GNOME Bugzilla – Bug 303409
FIlterCHM and Supporting Class Patch
Last modified: 2005-06-08 18:53:31 UTC
FilterCHM and supporting files. FilterCHM: a filter for Microsoft Compiled Html Files. It uses libchm. I did not see changes on the FilterHtml on the no-dbus-branch so I think there will not be any problems with this source code.
Created attachment 46140 [details] [review] Patch for the CHM file format filter
Created attachment 46400 [details] [review] FilterCHM patch corrections Add a entry in TileDoc.cs, so we can see the chm title if any. As the filter uses a external library (libchm) wrapped by CHMFile.cs. We need a way to check that the user has it. I really don't know how to do that. Should it be an option? (--enable-chm) or should we check if the libary is in the system? or both? I've added some kind of skeleton check at configure.in. It defines HAS_LIBCHM. If it is defined the necesary files will be inlcluded in the compilation. About the filter. The first idea was to create some kind of FilterMarkup abstract class, and put all *commons* functions there (as vvaradhan and dsd said). BUT FilterCHM uses almost all the functions in FilterHtml. So FilterCHM is NOT a FilterHtml, FilterCHM 'uses' the Html filter, but AFAIK, we can't code it that way *right now*, so I had to change the acces level of some methods at FilterHtml to protected and modify FilterHtml's constructor to prevent filter collision.

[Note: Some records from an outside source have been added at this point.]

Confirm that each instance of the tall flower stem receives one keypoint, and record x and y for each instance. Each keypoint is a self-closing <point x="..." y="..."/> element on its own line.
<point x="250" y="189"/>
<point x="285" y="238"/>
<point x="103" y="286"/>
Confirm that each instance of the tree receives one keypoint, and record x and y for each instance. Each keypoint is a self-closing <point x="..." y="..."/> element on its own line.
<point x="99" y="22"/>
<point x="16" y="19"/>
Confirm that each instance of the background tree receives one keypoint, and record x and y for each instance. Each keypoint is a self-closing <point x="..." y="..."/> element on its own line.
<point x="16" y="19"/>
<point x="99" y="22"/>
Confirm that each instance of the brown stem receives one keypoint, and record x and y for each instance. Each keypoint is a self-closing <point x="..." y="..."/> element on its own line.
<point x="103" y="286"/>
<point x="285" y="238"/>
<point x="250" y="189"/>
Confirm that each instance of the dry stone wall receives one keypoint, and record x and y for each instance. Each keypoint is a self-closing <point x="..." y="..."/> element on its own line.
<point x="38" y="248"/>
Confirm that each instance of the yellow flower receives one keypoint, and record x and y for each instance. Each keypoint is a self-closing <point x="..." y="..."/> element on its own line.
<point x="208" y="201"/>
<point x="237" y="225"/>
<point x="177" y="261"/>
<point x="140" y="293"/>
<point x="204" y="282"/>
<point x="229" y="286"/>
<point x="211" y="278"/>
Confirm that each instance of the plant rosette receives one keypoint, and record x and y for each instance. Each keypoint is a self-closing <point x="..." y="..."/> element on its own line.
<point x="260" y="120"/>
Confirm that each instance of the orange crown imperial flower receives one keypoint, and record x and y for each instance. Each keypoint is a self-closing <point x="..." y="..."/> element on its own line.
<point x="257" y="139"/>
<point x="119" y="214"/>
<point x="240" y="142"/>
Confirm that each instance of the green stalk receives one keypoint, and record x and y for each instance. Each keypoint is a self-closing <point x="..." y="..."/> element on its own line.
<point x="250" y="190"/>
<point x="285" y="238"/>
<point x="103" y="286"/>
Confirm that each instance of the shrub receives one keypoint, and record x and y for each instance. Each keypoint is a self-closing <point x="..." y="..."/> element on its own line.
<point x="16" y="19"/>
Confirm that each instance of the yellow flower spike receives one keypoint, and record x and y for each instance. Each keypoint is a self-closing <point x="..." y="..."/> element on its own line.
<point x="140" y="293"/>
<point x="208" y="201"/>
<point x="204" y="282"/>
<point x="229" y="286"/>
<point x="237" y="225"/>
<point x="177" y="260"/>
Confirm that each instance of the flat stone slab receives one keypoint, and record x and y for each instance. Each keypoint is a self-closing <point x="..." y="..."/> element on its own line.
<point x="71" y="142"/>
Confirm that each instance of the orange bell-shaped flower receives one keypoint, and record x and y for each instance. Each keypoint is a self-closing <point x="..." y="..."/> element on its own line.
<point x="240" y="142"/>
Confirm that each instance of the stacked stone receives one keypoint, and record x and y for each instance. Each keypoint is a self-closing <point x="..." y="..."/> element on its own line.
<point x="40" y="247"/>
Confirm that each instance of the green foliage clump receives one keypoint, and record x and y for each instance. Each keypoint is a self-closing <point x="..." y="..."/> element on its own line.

*** Bug 302924 has been marked as a duplicate of this bug. ***
I tested the filter on the chm version of the mysql reference manual (http://dev.mysql.com/get/Downloads/Manual/manual.chm/from/pick), a 3.3M file. It pegged my CPU for 5 minutes before I finally killed the process? Are you able to filter the mysql manual on your box, or is something somewhere extremely inefficient? In case it matters, I'm using chmlib 0.35.
First I thought it was the CHMFile.cs code making the process quite inneficient, but after some testing, it's look like FilterHtml parsing methods (for some reason) are making the process slow (too slow). It's not only a problem of that particular .chm file, but this one took quite long time to be parsed, It took me 8 minutes or so of parsing that file. I will work on that tonight, see what is going on and try to make it faster.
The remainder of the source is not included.